EOFError: Ran out of input
Hello,
Thank you for your prompt assisting while helping solving the previous issue.
Now, I got some error while do training. Attached is the traceback. Thanks traceback_train.txt
Please checkout the commit a1179c8. Then edit the script train.py: find the line for sample in self.train_loader: (should be line 220) and insert 5 lines right above that.
print(f"train_loader length = {len(self.train_loader)}")
print("print_dbg_info_dataloader() call:")
print_dbg_info_dataloader(self.train_loader)
print("print_dbg_info_dataloader() exited")
e()
for sample in self.train_loader:
gt_cls0_label, gt_cls1_label, gt_cls2_label = sample['labels_gt']
...
Then launch the script by
python train.py dataset=ShanghaiTech_part_B > train_loader.txt 2>&1
and send me the generated file train_loader.txt.
I wonder if the issue is specific to your windows environment. Do you have a Linux OS installation / Linux machine at hand (maybe a virtual machine)? Could you install the required packages simply by pip3 install <package_name>, download the data, git clone my repo and run my scripts? (Python 3.6 or above is required.)
I have successfully run the scripts on a few Linux servers (have not encountered any issues).
Yeah that's why, I don't have linux machine. Yes I did install using pip install package name with python 3.6. Thank you for helping me out.
@darissa Please discard all changes and checkout the commit a53b52d. Then open the script train.py, find all occurrences of num_workers=4 and replace them by num_workers=0 (there are 3 occurrences). Launch the script again:
python train.py dataset=ShanghaiTech_part_B
Thanks a lot. I able to run train.py (following you latest instruction), now using virtual ubuntu. I'll report to you if any bug or error happen. Thanks you.
OK.
After initializing num_workers=0, the script should work on Windows, too (I hope).

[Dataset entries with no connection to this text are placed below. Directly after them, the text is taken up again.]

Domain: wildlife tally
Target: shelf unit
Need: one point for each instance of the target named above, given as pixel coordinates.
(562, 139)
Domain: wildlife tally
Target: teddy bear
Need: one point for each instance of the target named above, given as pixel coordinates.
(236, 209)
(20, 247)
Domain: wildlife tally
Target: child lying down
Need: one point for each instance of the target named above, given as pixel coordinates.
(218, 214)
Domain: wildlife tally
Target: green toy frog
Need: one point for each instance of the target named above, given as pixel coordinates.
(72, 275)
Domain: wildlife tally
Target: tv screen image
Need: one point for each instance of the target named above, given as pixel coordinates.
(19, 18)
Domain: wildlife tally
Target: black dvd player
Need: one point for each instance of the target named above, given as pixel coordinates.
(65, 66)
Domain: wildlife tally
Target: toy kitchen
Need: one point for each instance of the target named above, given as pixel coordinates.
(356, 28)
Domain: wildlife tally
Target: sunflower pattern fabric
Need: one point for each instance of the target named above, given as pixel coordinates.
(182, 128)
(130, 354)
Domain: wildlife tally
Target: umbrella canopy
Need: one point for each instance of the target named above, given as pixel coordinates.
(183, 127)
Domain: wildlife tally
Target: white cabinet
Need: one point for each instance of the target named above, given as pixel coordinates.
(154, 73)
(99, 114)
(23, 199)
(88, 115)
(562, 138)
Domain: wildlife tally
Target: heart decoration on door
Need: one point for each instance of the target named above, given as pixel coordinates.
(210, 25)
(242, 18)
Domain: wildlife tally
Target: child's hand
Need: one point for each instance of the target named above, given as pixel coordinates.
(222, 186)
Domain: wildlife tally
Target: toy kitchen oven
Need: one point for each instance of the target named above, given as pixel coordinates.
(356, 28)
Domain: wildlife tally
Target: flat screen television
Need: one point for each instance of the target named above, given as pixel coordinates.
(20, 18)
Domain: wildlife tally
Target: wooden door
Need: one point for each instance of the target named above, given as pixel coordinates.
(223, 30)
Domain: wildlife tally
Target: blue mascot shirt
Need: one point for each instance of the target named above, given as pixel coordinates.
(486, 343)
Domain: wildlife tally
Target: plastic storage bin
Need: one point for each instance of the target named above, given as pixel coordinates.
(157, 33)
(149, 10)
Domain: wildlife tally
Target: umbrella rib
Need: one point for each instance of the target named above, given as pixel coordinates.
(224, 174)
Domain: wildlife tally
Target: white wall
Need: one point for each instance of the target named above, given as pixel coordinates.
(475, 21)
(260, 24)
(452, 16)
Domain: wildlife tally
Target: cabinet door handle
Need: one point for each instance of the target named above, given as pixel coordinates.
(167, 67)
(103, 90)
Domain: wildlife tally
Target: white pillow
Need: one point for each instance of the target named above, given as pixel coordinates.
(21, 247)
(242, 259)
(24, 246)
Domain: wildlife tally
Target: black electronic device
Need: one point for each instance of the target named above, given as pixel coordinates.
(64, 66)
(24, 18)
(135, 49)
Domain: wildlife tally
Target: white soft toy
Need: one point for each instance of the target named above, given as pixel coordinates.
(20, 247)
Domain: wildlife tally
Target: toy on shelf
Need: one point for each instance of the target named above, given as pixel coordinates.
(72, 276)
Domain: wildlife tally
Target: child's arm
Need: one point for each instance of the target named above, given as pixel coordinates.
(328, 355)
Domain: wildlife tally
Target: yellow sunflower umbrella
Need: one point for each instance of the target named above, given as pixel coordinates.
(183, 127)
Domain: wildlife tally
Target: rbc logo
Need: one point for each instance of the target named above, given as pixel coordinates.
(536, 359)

(The issue was likely related to this one: https://discuss.pytorch.org/t/dataloader-multiprocessing-error-cant-pickle-odict-keys-objects-when-num-workers-0/43951)
I tried on Windows, using epochs=3. No error found but the epoch stays 0/3 and then stop without displaying an error. Also, no expected output, only event file and log file.
What is the hardware you are trying to train on? (When you tried on Windows)
I am using GPU GeForce RTX 2070.